Laurette chassée du sérail.


Revenons à la maladroite Laurette. Nous l’avons laissée avec Abenzaïd, dont elle n’a pas eu le courage de délivrer Israël.

Le mécréant voulut savoir pourquoi. C’est, lui dit-elle, un précepte de la loi de Dieu. Toute vierge qui couche avec un ennemi de son peuple doit lui couper le cou. Cela s’appelle un assassinat, répondit le mécréant. Qu’importe, répliqua la chrétienne, si le but est bon ? Mais, observa le Sarrazin, si vous êtes obligée de tuer vos amans, ne vaudrait-il pas mieux n’avoir point d’amans ; votre loi ne vous ordonne pas de coucher avec les hommes. — L’innocente ne sut que répondre ; cependant l’observation était pitoyable, je l’aurais bien prouvé, l’histoire ecclésiastique à la main. La ruse est permise contre les ennemis de Dieu, nul n’est tenu de garder sa foi aux hérétiques. C’est incontestable ; donc s’il est nécessaire, on peut, et l’on doit, les embrasser pour les étouffer ; donc la conduite de Laurette était classique. Dieu se venge comme bon lui semble, ou par le moyen de la foudre, ou par le couteau d’un moine, ou par le poignard de Judith, ou par le clou de Jahel. S’il en était autrement, les ligueurs n’auraient pas eu le droit de faire la Saint-Barthélemy, les Irlandais d’égorger les protestans, le saint père Innocent III d’ordonner le massacre des Albigeois, le bienheureux Clément de saigner Henri de Valois[1], ni feu M.  de Ravaillac de tuer le Béarnais, auteur de l’édit de Nantes ! Et alors que deviendrait l’Église militante et triomphante ? Elle serait obligée de souffrir les hérésies et d’obéir aux tyrans. Dieu serait soumis aux hommes… On voit où nous mènerait une fausse piété, une tolérance sacrilége… Les philosophes veulent raisonner : eh bien, soit ! jusqu’à ce que nous puissions l’empêcher ; mais nous, nous raisonnons aussi, dieu merci.
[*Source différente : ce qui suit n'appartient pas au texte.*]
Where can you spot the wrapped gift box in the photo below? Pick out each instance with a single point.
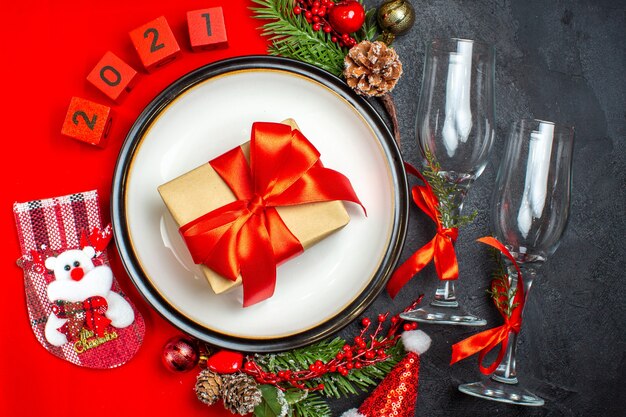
(202, 190)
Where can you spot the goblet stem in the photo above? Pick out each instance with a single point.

On relégua Laurette dans les cuisines, on lui donna le soin de saigner les poulets et de faire passer la peau aux lapins par-dessus leurs oreilles.

Cependant les oraisons de quiétude avaient eu des suites. Laurette mit au jour deux beaux petits moinillons, comme le dit le malin Chroniqueur. Abenzaïd, touché de ses malheurs, résolut de la rendre à sa patrie, il fit charger de richesses et de provisions un de ses dromadaires, et les lui donna, ainsi que trois esclaves auxquels il prescrivit de la conduire à Joppé, et de s’embarquer avec elle pour l’Europe.




  1. Le Pape (Sixte-Quint) dit en plein consistoire : « Cette mort qui donne tant d’admiration sera crue à peine de la postérité. Un puissant Roi est tué d’un coup de couteau par un pauvre religieux. Ce grand exemple a été donné afin que chacun connaisse la force des jugemens de Dieu. »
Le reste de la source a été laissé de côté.